Her cell phone rang with Phil’s ringtone. She’d learned the hard way what could happen if she didn’t answer his calls right away. It usually involved the loss of substantial amounts of money.
“Hi, Phil. I’m kind of busy right now. What’s up?” She fought to keep her tone light.
“‘I’m kind of busy right now.’ Is that any way to greet your husband?”
His own tone sounded petulant, not a good sign. A lot of noise was belting in the background.
More than likely he’s in a bar—also not a good sign. “I’m sorry. It’s just been kind of crazy today.” She waited for a response but soon realized she was talking to air. He was engaged in a conversation with someone else, his hand muffling the phone. She counted to ten and tried again. “How’s your day going?”
Nothing.
While she waited for her husband to finish whatever conversation had taken precedence, she watched Jamie flag another stake. We’re going to be here a very long time.
Finally her husband’s voice boomed into the telephone. “Jackie Baby, you there?”
“I’m here.” She hated when he called her Jackie Baby, but he never listened when she asked him not to do something. His continued use of that endearment told her two things. First, it reinforced the fact that he didn’t really care about her wishes. And second, whatever he said next would not be anything she wanted to hear.
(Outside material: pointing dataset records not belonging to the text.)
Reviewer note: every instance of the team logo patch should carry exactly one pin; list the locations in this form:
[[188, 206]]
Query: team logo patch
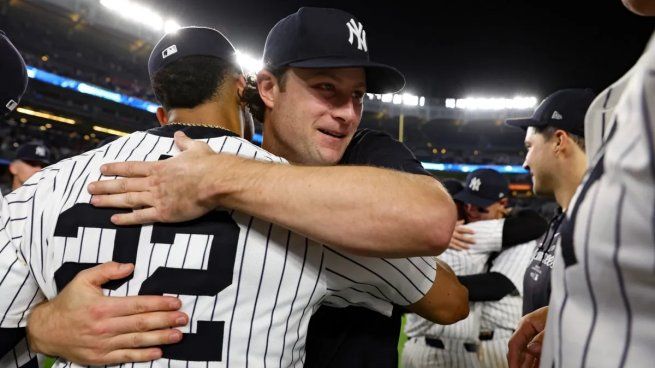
[[475, 184], [40, 151], [11, 105], [356, 29], [169, 51]]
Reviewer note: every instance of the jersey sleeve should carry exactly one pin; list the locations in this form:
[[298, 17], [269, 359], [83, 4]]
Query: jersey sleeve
[[376, 283], [488, 236], [513, 262], [19, 290], [374, 148]]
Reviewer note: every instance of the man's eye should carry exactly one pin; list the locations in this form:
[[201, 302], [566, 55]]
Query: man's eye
[[327, 86]]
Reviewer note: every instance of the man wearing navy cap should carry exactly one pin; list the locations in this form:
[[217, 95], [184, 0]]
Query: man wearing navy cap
[[557, 162], [30, 159], [317, 71], [12, 74], [337, 91]]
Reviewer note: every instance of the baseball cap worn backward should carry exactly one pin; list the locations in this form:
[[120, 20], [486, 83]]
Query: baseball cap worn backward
[[564, 109], [13, 76], [327, 38], [483, 188], [190, 41]]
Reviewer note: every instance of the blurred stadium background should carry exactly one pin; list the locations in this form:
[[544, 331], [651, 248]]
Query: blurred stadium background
[[87, 63]]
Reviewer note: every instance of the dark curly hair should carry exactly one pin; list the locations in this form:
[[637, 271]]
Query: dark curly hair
[[251, 94], [190, 81]]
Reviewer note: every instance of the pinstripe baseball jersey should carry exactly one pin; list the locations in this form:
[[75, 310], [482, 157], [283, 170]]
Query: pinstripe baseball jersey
[[488, 237], [505, 313], [603, 291], [502, 316], [248, 286]]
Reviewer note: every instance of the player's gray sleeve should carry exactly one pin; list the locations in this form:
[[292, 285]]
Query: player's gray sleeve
[[19, 291], [375, 283]]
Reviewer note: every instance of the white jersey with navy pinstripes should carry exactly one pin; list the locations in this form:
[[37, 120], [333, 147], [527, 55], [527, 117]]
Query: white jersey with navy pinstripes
[[249, 287], [502, 316], [505, 313], [603, 283], [488, 237]]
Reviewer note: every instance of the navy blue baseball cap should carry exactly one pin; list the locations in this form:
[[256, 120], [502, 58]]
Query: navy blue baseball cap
[[34, 153], [453, 186], [190, 41], [564, 109], [12, 74], [483, 188], [327, 38]]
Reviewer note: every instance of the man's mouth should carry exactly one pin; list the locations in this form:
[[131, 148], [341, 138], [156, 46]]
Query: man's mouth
[[332, 133]]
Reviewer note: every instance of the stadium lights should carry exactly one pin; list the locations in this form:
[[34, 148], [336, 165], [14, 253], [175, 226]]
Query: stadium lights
[[494, 103], [45, 115], [406, 99], [466, 168], [140, 14], [248, 63], [68, 83], [101, 129]]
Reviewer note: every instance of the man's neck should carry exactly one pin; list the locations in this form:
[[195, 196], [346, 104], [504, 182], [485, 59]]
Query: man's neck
[[569, 180], [209, 114]]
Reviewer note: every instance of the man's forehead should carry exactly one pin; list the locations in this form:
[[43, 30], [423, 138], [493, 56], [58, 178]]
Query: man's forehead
[[356, 75]]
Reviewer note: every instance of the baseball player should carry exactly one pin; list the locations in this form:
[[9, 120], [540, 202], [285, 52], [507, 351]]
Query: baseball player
[[600, 311], [557, 161], [456, 345], [601, 308], [248, 286], [498, 318], [408, 227], [30, 159]]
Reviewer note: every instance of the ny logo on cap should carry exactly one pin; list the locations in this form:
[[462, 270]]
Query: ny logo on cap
[[357, 29], [475, 184], [169, 51]]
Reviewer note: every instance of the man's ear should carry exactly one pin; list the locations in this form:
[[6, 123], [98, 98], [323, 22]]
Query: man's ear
[[12, 168], [561, 139], [162, 116], [267, 85]]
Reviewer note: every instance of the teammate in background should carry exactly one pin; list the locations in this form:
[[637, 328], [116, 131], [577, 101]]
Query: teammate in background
[[30, 159], [432, 345], [600, 311], [402, 182], [557, 162]]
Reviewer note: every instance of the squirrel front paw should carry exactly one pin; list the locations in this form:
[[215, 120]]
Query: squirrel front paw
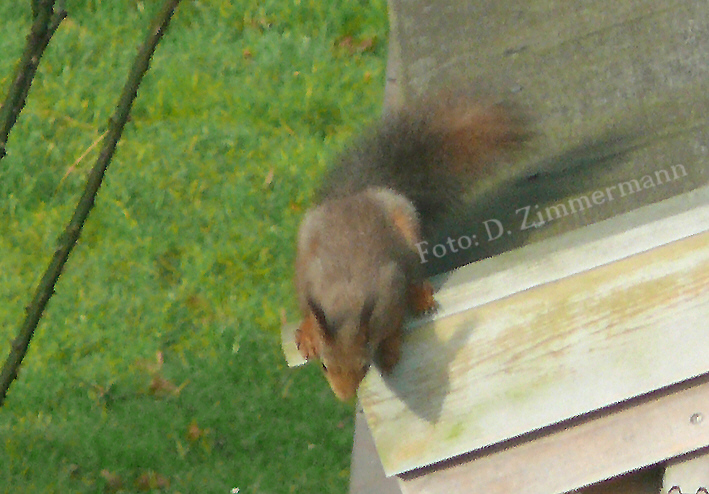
[[306, 340]]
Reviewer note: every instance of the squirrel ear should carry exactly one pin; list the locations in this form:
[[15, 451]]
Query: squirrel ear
[[320, 317], [366, 315]]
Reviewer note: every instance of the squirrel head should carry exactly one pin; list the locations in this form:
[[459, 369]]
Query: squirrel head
[[346, 354]]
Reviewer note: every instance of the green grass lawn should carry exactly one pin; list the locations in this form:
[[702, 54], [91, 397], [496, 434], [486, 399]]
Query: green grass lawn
[[158, 362]]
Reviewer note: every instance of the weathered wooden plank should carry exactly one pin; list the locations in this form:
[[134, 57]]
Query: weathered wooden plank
[[691, 473], [552, 352], [569, 456], [558, 257], [619, 87], [574, 252]]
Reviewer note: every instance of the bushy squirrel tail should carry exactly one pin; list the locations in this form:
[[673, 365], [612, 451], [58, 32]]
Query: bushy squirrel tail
[[430, 152]]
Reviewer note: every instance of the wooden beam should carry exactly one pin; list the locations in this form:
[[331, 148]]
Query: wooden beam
[[552, 352], [572, 455]]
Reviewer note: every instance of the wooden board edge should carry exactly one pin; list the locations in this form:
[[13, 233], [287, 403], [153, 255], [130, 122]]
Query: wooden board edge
[[601, 445]]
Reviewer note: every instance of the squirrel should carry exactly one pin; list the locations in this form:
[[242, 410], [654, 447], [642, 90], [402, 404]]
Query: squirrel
[[357, 270]]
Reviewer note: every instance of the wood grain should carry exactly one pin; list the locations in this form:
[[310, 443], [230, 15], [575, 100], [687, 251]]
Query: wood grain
[[552, 352]]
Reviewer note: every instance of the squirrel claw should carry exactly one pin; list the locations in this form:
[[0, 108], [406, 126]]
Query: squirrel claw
[[421, 298], [305, 338]]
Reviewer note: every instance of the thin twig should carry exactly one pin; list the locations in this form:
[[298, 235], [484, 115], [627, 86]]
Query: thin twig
[[117, 122], [81, 158], [46, 22]]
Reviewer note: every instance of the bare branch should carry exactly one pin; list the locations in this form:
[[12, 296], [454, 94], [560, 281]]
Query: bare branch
[[46, 22], [68, 240]]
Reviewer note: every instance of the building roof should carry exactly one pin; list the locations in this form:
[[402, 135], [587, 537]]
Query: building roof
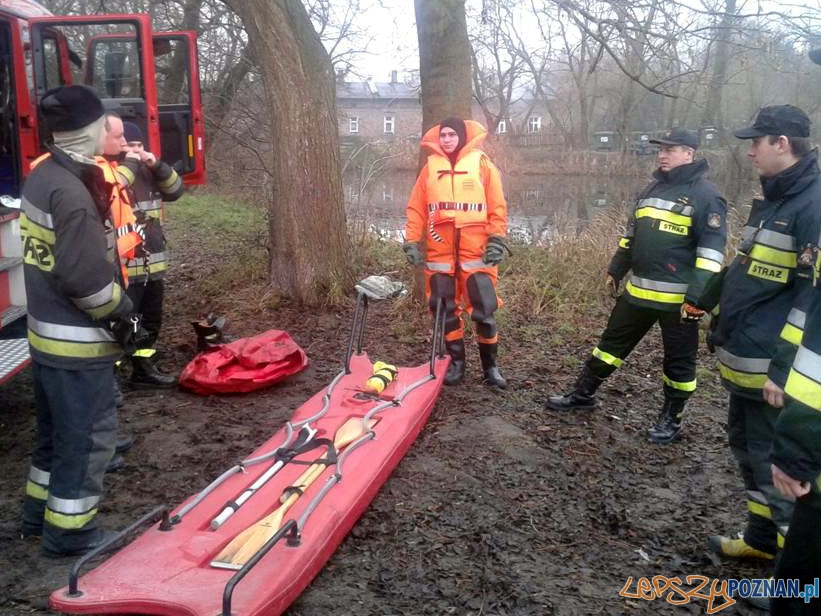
[[371, 90], [24, 8]]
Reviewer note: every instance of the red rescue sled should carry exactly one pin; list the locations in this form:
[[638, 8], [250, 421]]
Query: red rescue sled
[[169, 569]]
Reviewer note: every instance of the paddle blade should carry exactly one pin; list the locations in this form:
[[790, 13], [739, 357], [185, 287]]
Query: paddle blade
[[350, 431]]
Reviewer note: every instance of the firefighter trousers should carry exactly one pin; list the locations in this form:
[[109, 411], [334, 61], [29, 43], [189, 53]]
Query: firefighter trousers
[[800, 560], [147, 298], [76, 435], [626, 327], [750, 431]]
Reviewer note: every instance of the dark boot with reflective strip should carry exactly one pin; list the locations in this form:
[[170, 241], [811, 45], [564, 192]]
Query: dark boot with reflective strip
[[456, 370], [146, 375], [488, 353], [668, 426], [581, 397]]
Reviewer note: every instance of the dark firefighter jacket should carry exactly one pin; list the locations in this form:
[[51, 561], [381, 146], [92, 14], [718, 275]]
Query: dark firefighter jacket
[[149, 188], [71, 265], [766, 290], [796, 448], [674, 242]]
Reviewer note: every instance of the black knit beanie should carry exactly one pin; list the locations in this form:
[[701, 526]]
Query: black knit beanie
[[70, 108]]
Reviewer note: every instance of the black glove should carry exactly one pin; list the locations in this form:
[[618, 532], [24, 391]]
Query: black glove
[[129, 334], [495, 250], [413, 253]]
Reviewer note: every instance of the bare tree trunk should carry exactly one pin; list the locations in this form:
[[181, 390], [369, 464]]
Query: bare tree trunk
[[444, 60], [309, 240], [713, 112]]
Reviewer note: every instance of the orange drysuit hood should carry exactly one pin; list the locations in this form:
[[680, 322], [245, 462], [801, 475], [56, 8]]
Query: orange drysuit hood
[[476, 134]]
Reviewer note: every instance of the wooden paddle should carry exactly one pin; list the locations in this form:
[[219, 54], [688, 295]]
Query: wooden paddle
[[248, 542]]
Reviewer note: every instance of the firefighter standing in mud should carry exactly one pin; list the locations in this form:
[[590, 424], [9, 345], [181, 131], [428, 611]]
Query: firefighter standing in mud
[[142, 181], [78, 312], [149, 182], [764, 295], [457, 209], [796, 455], [674, 244]]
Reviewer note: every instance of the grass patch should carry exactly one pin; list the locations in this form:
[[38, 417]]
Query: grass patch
[[230, 239]]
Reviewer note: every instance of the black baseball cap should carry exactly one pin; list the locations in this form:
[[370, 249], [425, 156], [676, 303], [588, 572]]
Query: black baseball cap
[[678, 136], [777, 120], [70, 108]]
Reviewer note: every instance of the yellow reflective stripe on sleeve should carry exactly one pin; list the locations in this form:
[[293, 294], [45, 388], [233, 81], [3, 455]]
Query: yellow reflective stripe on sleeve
[[792, 334], [654, 296], [759, 509], [29, 227], [708, 264], [607, 358], [167, 183], [680, 385], [126, 174], [803, 389], [742, 379], [36, 491], [773, 256], [657, 214], [62, 348], [153, 268], [69, 522]]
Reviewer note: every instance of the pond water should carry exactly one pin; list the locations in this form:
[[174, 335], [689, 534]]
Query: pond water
[[538, 205]]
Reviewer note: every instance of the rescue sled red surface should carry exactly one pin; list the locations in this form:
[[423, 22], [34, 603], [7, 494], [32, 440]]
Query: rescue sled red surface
[[169, 569]]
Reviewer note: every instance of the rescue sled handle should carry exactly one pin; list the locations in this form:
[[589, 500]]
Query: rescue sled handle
[[357, 336], [290, 430], [336, 477], [150, 517], [289, 528]]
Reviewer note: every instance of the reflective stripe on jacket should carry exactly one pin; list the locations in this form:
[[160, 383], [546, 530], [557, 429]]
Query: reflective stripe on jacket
[[674, 241]]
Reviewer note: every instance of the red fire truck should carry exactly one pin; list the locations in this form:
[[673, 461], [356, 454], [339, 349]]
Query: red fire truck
[[149, 78]]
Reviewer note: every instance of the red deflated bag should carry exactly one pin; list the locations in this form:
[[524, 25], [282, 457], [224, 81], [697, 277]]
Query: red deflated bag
[[244, 365]]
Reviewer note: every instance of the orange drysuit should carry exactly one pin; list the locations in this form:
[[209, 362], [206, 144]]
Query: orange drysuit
[[122, 214], [454, 208]]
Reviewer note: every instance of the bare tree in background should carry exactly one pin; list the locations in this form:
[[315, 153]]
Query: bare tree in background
[[497, 69], [309, 242], [444, 60]]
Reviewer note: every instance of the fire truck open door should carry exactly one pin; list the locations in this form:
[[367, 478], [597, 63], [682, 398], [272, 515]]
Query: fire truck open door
[[113, 54], [178, 99]]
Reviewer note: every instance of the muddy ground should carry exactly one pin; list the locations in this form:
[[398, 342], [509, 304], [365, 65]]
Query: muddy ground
[[498, 509]]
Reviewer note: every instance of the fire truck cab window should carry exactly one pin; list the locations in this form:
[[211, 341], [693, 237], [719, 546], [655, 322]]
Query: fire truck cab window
[[171, 71]]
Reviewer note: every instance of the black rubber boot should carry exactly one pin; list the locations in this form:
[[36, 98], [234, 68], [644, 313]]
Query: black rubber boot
[[667, 428], [493, 377], [146, 375], [118, 394], [456, 370], [582, 397]]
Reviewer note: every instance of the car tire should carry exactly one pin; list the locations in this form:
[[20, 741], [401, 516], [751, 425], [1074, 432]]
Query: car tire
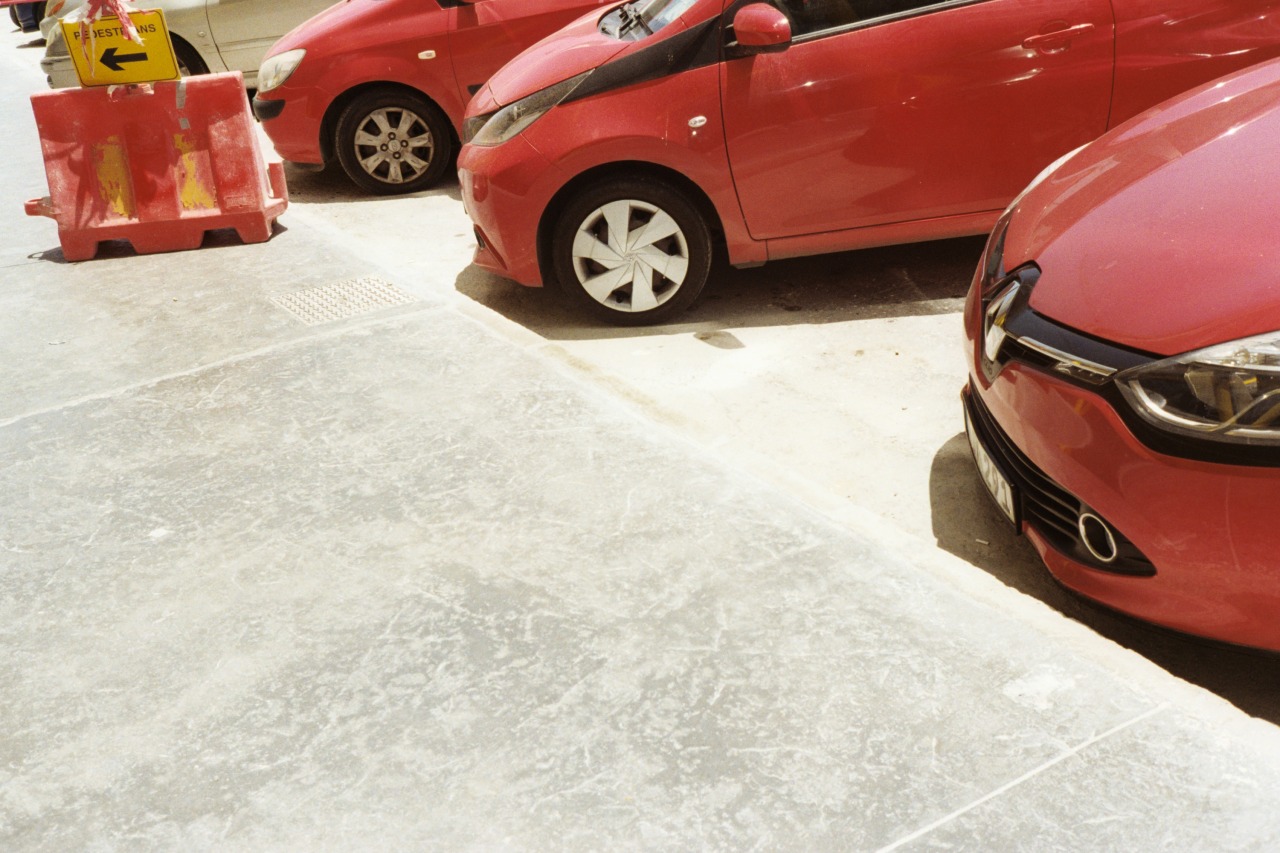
[[375, 124], [653, 272], [188, 60]]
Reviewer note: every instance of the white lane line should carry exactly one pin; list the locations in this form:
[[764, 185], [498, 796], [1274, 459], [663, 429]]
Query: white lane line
[[1018, 781]]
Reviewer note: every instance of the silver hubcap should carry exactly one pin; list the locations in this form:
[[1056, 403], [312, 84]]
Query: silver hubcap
[[630, 255], [393, 145]]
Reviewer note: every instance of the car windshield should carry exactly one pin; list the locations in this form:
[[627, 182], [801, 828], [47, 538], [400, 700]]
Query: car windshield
[[659, 13], [640, 18]]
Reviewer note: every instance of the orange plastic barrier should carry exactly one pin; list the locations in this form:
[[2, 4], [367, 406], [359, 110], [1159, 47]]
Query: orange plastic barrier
[[156, 164]]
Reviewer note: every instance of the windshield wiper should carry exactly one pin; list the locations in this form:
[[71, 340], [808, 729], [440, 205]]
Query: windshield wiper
[[631, 19]]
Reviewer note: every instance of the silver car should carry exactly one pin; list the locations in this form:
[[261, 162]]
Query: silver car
[[208, 35]]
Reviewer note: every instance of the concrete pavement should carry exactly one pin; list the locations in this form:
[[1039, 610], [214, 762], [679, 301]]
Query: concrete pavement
[[396, 580]]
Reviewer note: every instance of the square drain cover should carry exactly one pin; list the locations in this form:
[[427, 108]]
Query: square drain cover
[[342, 300]]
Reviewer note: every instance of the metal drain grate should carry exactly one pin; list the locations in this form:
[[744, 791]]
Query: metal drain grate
[[342, 300]]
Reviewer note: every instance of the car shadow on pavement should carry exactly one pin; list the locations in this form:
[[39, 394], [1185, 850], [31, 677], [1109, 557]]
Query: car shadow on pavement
[[894, 281], [968, 524], [333, 186]]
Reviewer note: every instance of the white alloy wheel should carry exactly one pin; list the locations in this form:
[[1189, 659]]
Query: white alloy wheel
[[630, 255], [393, 141], [393, 145]]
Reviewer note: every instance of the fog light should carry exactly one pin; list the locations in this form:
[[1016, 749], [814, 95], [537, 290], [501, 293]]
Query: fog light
[[1097, 538]]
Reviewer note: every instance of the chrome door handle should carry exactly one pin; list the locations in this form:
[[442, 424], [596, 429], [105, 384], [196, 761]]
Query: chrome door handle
[[1059, 39]]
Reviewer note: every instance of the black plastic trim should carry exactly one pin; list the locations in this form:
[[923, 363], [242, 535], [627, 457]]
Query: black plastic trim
[[265, 110], [1023, 322], [1046, 506], [694, 48]]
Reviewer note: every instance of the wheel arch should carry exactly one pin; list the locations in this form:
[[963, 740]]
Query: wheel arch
[[329, 123], [621, 169]]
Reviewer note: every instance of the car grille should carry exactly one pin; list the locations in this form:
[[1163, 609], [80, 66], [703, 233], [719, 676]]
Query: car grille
[[1046, 506]]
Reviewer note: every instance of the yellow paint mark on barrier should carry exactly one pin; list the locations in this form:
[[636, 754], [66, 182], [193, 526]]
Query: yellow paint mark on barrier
[[113, 177], [193, 192]]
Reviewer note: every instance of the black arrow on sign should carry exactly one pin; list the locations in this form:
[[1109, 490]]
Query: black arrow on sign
[[113, 62]]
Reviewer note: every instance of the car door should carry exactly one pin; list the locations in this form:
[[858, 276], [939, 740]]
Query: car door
[[243, 30], [896, 110], [490, 32], [1168, 46]]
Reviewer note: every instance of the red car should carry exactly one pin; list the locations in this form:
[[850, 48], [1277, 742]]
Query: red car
[[611, 156], [382, 85], [1124, 393]]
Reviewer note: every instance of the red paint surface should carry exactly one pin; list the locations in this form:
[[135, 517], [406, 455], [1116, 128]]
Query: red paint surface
[[906, 129]]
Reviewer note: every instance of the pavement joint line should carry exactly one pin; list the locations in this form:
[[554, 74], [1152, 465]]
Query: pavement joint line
[[411, 309], [1028, 775]]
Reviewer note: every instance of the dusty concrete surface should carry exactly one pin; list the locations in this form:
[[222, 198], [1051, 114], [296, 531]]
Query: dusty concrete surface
[[425, 578]]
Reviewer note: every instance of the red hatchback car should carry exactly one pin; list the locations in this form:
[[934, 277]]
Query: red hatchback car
[[382, 85], [609, 156], [1124, 393]]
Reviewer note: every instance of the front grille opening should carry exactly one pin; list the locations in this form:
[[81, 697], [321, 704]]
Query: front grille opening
[[1047, 507]]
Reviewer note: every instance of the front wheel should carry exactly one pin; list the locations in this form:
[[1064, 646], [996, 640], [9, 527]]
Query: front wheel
[[632, 251], [392, 142]]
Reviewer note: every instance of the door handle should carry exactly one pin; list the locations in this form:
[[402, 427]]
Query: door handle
[[1059, 39]]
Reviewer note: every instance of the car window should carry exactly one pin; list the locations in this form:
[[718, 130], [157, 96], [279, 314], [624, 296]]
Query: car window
[[817, 16]]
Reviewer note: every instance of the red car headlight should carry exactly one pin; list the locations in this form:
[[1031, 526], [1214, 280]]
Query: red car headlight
[[1229, 392]]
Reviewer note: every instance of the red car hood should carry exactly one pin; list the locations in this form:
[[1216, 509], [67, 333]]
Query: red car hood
[[333, 22], [577, 48], [1164, 235]]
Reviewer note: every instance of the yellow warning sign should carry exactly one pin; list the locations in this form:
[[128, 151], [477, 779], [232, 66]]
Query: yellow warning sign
[[104, 56]]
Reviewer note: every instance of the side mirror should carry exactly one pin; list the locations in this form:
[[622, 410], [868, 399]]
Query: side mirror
[[760, 28]]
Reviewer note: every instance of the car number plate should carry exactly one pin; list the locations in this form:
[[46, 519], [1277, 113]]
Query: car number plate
[[997, 484]]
“Good. Listen, Babe, I need you to transfer some money into my business account by Monday morning. Just giving you a heads-up.”
Jax’s stomach twisted. Transfer some money? What money? They didn’t even have enough to meet their current bills. Of course that was nothing Phil wanted to hear. Nothing he could deal with. “Why? What happened?” Maybe I can juggle something... again.
“You know. The usual. Mel is holding back my commission check for some reason.” Phil rushed the words as if sheer speed of delivery would make her not question him further.
The truth was she didn’t need to question him any further. Resolve gave way to routine. Phil undoubtedly had found himself into the car dealership for some cash because he’d requested another advance. It was the fourth time this year.
“How much do we need to cover?” Jax closed her eyes and held her breath.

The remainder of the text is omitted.